The haze season will be arriving soon, and if Indonesian authorities live up to their promise, Singaporeans can finally expect clearer skies this year.
In an ASEAN meeting yesterday, Indonesian officials assured their Southeast Asian neighbours that this year’s haze situation was still under control. In an interview with Channel NewsAsia, Malaysia’s Minister of Natural Resources and Environment Wan Junaidi Tuanku Jaafar said:
“The roadmap seems to be working. There wasn’t much haze in 2016, there were maybe two days of haze. Indonesia has assured us that this year will be like last year.”
This isn’t the first time Indonesia has made such a promise though.
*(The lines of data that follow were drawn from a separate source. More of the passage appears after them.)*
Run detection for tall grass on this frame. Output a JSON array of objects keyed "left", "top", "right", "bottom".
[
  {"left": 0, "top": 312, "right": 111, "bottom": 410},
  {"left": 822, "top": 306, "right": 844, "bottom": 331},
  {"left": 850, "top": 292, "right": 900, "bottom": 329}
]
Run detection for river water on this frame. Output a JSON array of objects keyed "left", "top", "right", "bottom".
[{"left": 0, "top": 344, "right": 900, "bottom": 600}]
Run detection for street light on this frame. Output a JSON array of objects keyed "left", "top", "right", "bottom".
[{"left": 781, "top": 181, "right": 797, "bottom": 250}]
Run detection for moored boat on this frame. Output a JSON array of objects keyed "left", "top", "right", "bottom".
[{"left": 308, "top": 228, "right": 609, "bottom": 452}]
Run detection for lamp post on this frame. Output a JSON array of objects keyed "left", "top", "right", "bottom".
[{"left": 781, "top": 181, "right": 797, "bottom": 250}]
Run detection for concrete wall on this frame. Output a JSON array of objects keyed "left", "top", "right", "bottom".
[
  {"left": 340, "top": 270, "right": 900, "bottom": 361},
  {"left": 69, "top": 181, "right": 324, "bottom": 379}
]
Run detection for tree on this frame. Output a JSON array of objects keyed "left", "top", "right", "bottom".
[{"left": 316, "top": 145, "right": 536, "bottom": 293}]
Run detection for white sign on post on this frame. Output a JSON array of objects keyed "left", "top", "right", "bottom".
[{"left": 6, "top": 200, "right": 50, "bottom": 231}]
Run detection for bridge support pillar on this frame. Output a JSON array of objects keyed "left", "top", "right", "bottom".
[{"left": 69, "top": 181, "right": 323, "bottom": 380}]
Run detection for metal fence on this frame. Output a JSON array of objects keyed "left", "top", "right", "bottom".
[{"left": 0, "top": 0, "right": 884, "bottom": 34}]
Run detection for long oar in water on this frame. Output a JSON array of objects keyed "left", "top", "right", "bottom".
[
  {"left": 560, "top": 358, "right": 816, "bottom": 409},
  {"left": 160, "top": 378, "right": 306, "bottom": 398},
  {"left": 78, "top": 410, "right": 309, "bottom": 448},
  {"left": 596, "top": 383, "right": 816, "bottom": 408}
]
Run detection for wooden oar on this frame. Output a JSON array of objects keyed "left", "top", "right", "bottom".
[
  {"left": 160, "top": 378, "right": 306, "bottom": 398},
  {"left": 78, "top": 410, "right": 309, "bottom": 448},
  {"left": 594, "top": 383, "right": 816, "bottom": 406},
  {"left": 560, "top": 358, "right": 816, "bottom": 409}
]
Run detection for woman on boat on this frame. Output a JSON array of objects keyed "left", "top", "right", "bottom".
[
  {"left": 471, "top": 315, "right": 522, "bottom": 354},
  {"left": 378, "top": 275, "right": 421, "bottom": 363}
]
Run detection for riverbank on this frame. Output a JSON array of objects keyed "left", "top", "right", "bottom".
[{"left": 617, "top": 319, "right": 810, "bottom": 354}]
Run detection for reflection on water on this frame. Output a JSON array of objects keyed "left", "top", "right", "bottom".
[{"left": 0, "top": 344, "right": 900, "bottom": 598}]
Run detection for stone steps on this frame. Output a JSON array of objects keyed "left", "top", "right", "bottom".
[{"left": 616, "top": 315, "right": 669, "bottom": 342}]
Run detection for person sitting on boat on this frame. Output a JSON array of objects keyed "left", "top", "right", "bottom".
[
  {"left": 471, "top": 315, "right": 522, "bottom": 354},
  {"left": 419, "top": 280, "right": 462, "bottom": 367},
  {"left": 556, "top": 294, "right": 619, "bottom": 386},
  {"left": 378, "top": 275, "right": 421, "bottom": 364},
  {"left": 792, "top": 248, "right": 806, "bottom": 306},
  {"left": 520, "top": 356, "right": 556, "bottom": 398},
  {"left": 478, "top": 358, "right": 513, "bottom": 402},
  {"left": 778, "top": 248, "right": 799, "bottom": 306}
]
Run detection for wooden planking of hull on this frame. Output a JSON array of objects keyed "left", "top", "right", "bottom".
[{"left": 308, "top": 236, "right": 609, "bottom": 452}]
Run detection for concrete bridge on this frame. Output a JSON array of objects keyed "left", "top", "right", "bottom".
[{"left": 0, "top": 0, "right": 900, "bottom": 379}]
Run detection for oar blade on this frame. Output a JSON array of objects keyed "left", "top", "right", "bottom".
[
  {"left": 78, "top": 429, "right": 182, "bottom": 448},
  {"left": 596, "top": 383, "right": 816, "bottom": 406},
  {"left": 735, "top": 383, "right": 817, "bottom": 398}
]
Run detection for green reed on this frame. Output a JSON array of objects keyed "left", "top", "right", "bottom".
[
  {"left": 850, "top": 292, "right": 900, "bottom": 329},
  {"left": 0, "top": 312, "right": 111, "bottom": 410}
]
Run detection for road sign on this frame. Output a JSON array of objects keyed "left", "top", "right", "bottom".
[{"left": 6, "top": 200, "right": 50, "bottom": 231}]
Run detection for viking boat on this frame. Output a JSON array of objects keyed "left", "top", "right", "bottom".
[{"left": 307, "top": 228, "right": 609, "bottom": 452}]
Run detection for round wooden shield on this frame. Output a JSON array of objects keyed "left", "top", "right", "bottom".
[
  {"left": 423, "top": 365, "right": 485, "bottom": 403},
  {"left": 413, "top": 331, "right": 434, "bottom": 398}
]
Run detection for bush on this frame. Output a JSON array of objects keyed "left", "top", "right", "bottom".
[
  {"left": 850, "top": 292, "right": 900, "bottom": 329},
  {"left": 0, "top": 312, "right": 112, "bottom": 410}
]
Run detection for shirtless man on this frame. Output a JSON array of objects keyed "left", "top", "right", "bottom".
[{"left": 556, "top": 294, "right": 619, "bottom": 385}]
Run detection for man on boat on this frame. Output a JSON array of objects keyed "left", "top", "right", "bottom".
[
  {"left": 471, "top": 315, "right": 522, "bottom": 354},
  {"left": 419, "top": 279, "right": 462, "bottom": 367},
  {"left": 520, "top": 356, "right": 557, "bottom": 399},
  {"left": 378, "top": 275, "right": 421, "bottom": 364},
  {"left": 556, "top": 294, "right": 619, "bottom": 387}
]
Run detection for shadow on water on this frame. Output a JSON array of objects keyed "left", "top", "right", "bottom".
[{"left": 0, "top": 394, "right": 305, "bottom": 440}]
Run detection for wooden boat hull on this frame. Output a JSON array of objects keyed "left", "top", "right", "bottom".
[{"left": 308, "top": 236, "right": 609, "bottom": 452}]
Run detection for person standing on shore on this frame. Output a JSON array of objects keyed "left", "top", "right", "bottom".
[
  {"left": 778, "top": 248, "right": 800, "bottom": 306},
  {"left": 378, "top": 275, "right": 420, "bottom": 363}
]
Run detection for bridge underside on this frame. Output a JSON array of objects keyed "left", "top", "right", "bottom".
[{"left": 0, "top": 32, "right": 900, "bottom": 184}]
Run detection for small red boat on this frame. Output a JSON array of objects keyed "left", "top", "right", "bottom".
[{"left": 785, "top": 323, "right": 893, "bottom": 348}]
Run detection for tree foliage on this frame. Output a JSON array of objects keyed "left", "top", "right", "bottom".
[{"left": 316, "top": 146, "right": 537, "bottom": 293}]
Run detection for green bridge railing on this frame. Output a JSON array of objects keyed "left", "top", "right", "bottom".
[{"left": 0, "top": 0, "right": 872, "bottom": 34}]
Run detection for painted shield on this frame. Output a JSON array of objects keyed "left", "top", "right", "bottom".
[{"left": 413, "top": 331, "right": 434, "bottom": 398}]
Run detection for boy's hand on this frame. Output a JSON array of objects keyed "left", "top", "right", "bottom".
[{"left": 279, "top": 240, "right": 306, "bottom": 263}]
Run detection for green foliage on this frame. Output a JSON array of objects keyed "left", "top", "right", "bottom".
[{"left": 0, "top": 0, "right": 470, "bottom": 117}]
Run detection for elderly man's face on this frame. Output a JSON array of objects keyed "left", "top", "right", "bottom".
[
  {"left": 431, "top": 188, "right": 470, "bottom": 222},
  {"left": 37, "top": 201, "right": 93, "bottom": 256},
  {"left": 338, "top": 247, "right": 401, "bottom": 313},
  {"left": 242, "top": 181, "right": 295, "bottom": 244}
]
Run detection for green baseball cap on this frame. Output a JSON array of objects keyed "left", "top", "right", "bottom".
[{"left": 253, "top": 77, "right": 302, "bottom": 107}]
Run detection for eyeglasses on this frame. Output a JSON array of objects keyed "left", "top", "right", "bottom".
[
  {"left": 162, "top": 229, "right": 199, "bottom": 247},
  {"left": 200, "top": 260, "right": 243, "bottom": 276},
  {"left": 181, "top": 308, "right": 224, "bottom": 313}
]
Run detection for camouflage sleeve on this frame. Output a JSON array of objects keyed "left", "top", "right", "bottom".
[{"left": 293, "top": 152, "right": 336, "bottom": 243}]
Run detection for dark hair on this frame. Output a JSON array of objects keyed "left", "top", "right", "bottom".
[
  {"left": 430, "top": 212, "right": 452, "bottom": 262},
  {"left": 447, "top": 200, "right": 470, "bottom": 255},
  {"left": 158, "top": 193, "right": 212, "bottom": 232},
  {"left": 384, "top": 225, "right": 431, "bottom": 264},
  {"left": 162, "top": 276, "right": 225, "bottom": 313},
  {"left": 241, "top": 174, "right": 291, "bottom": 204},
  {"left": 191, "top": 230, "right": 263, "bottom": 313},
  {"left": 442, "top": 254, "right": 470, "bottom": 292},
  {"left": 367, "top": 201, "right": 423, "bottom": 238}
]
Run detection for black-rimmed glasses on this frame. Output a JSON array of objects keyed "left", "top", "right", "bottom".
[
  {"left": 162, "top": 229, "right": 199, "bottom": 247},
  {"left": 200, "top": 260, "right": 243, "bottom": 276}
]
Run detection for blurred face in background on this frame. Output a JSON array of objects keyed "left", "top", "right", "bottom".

Earlier in April, South Sumatran governor Alex Noerdin and head of Indonesia’s Peatland Restoration Agency Nazir Foead both made bold pledges that there will be no or minimal haze during the expected period this year.
That said, Singapore had a small scare earlier this year on April 21st when our PSI hit a moderate range of 95, but apparently, it was our fault.
As we slowly creep towards the month of June – the beginning of the dry monsoon season – it’s looking good: Singapore’s PSI range for the past 24 hours has been 31-47, which puts us in the good and healthy range.
So, don’t forget to say thank you to Indonesia for the clean air!
Haze, Our Old Familiar Friend
As we potentially bid a (very welcome) goodbye to the natural hindrance that is the haze, let’s take a look back at Singapore’s unhealthy annual relationship with regional air pollution.
The haze happens annually during the dry monsoon season, when Indonesian plantations carry out their usual slash and burn method of deforestation in areas like Sumatra, Kalimantan, and Borneo.
Last year in late August, the haze returned to Singapore as the PSI levels slowly creeped over 100 , and even reached a 3-hour PSI rating of 215. Apart from enduring a few weeks of of hazy skylines and irritated eyes, Singaporeans were relatively resistant to last year’s haze.
However, the one that hit Singapore hard was in August 2015. With PSI levels reaching a high of 341 – which placed it in the hazardous range – Singapore was in for a rough season that lasted for a few months.
Oh, and we suddenly lost our stunning skyline.
Football games were cancelled, and even large scale international sporting events were under threat. The famous F1 Grand Prix in Singapore was nearly removed from the calendar, and several FINA World Swimming World Cup events were cancelled.
Two years have passed, and we could be finally enjoying Singapore’s clearest haze season this year. The ball is in your court Indonesia.